If he is confirmed by the Senate as attorney general, Eric Holder, President-elect Barack Obama’s choice for the job, will inherit a Justice Department that has been mired in scandal and that has seriously lost its way in critical areas. Under President Bush, the department has been used to defend the indefensible, like indefinite detention and torture of prisoners, and to undermine rather than protect Americans’ cherished rights. Mr. Holder could be an exemplary choice to face this daunting agenda, but he must answer serious questions before the Senate votes on his confirmation.
Mr. Holder, who would be the first African-American attorney general, has a particularly good record of public service for this job. He has been a United States attorney for the District of Columbia, a prosecutor in the Justice Department’s public integrity section and a deputy attorney general under President Bill Clinton.
He has been outspoken on the most critical issue facing the department: restoring the rule of law.

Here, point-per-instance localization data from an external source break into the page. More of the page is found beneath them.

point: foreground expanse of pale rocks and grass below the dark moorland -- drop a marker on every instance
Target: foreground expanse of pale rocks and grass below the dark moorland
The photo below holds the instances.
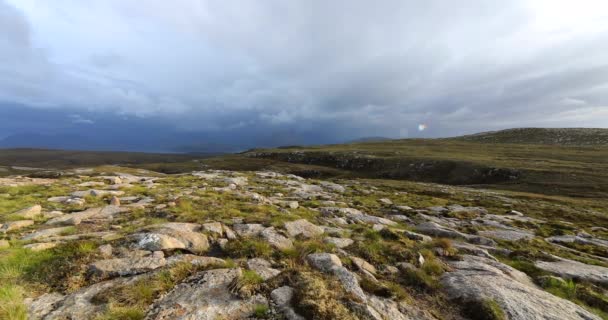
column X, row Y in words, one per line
column 123, row 243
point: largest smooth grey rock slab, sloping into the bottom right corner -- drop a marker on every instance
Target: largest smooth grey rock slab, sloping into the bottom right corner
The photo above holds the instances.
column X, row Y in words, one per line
column 477, row 279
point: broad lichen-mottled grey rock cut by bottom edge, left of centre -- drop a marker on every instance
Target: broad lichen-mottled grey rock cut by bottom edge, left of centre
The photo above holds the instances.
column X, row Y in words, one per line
column 205, row 296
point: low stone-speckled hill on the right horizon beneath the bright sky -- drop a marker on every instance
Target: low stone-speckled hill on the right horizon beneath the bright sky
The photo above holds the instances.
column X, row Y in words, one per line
column 549, row 136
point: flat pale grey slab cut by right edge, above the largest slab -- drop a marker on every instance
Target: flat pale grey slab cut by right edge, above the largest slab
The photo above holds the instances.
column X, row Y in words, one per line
column 570, row 269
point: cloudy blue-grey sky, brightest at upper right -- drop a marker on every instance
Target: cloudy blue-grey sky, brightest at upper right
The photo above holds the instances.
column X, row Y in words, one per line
column 301, row 71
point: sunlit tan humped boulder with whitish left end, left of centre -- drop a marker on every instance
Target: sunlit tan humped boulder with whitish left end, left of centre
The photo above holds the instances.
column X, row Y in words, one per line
column 167, row 238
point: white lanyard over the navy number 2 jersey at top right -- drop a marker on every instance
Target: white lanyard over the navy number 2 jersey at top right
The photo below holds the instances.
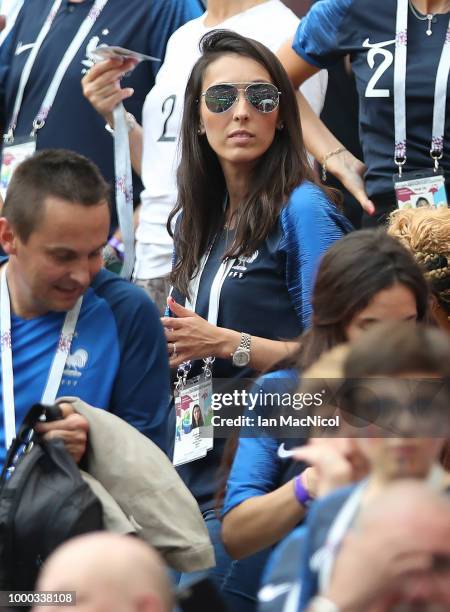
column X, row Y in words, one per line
column 440, row 92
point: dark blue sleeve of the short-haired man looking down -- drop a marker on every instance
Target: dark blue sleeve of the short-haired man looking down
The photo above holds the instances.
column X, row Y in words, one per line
column 141, row 391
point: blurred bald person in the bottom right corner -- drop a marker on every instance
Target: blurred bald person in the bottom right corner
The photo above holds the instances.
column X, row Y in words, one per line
column 396, row 558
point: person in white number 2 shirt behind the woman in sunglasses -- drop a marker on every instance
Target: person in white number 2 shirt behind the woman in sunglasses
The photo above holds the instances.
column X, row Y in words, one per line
column 154, row 146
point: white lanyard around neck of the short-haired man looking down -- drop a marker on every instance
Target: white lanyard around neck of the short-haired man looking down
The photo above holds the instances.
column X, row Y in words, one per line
column 57, row 367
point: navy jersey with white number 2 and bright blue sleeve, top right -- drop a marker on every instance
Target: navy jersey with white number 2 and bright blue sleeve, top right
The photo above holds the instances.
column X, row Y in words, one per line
column 365, row 29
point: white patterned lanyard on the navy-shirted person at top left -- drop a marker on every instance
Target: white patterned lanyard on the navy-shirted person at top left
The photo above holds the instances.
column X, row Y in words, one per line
column 70, row 53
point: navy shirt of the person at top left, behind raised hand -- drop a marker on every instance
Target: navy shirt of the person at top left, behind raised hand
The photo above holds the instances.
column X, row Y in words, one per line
column 140, row 25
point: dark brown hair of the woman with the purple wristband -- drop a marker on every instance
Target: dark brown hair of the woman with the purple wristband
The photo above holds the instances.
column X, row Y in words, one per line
column 351, row 273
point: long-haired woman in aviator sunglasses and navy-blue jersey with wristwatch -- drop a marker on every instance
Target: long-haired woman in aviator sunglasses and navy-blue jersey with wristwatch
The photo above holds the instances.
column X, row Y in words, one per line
column 252, row 228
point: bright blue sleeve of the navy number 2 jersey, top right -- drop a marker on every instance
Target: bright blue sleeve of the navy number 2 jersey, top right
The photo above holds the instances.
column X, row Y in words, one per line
column 317, row 39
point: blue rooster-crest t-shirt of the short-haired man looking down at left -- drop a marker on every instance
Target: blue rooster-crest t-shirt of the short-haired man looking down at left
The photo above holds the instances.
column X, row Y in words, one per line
column 117, row 361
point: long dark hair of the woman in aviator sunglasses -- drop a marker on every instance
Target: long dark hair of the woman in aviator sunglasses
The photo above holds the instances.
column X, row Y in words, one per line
column 201, row 183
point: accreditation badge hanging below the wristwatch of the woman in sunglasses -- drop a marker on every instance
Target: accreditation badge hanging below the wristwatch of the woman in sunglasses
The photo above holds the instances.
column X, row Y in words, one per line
column 194, row 435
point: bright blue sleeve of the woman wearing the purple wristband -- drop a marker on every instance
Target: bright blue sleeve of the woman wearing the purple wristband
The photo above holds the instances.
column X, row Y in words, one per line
column 256, row 467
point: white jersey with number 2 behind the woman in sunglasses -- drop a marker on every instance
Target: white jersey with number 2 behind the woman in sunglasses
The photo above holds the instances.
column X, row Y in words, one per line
column 271, row 23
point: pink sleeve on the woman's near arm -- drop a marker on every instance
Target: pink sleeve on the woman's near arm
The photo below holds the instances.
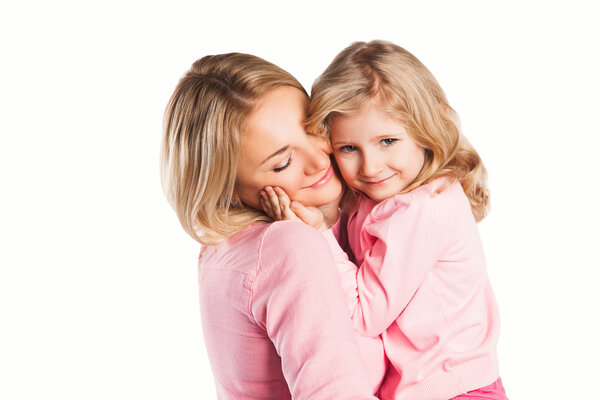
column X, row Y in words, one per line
column 297, row 298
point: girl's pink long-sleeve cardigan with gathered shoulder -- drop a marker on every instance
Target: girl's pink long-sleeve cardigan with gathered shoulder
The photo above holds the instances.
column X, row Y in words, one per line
column 422, row 284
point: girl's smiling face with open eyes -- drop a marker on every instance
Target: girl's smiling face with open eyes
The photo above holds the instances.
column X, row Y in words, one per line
column 374, row 152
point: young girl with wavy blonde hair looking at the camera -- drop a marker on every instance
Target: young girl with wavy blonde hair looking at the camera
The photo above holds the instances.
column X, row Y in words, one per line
column 417, row 190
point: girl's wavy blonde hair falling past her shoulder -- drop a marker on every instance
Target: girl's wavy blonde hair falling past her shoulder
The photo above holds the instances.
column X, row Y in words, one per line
column 403, row 87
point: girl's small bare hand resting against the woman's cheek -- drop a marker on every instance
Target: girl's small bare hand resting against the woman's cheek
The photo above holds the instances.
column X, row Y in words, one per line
column 276, row 203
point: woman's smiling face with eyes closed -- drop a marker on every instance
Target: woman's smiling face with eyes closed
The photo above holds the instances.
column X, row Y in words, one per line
column 277, row 151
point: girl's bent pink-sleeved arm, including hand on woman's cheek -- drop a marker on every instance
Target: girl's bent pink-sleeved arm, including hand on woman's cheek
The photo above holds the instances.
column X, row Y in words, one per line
column 399, row 252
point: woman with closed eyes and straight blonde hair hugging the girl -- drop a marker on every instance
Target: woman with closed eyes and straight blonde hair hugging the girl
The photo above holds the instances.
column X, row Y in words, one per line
column 274, row 319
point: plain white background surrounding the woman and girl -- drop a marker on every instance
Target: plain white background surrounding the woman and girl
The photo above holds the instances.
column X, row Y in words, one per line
column 98, row 291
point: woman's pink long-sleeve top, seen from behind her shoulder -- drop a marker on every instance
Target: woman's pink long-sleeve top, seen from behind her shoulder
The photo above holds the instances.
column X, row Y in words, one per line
column 274, row 319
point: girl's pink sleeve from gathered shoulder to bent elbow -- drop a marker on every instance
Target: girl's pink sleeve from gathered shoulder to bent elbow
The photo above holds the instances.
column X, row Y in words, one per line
column 398, row 253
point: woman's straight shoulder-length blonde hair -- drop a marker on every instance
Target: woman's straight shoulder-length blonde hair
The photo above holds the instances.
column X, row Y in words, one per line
column 201, row 142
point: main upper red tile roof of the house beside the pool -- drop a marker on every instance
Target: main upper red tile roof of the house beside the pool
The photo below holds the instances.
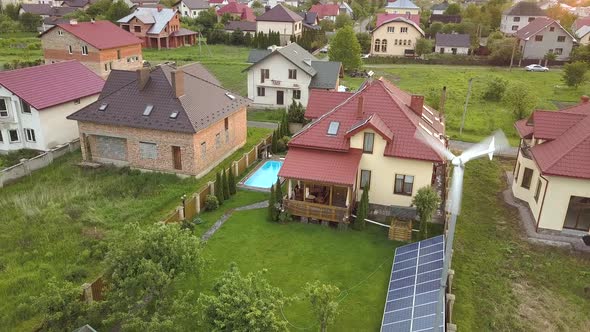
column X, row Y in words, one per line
column 391, row 105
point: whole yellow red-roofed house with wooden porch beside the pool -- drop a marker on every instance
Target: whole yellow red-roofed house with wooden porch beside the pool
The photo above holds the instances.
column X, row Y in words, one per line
column 361, row 139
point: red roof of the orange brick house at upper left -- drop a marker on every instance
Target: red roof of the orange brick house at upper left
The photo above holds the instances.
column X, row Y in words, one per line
column 100, row 34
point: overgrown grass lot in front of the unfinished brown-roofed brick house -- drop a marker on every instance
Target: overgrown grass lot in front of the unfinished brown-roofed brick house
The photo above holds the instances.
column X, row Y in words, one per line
column 58, row 223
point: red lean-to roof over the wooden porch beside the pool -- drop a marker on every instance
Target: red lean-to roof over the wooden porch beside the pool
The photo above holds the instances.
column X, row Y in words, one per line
column 338, row 168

In a speech in June, he described the Bush administration’s anti-terrorism policies as “excessive and unlawful.” And he has called for closing the prison in Guantánamo Bay, Cuba.
But senators should ask Mr. Holder to square those views with comments he made after the Sept. 11 attacks when he defended the Bush administration’s prisoner policies by declaring that “you can think of these people as combatants and we are in the middle of a war.”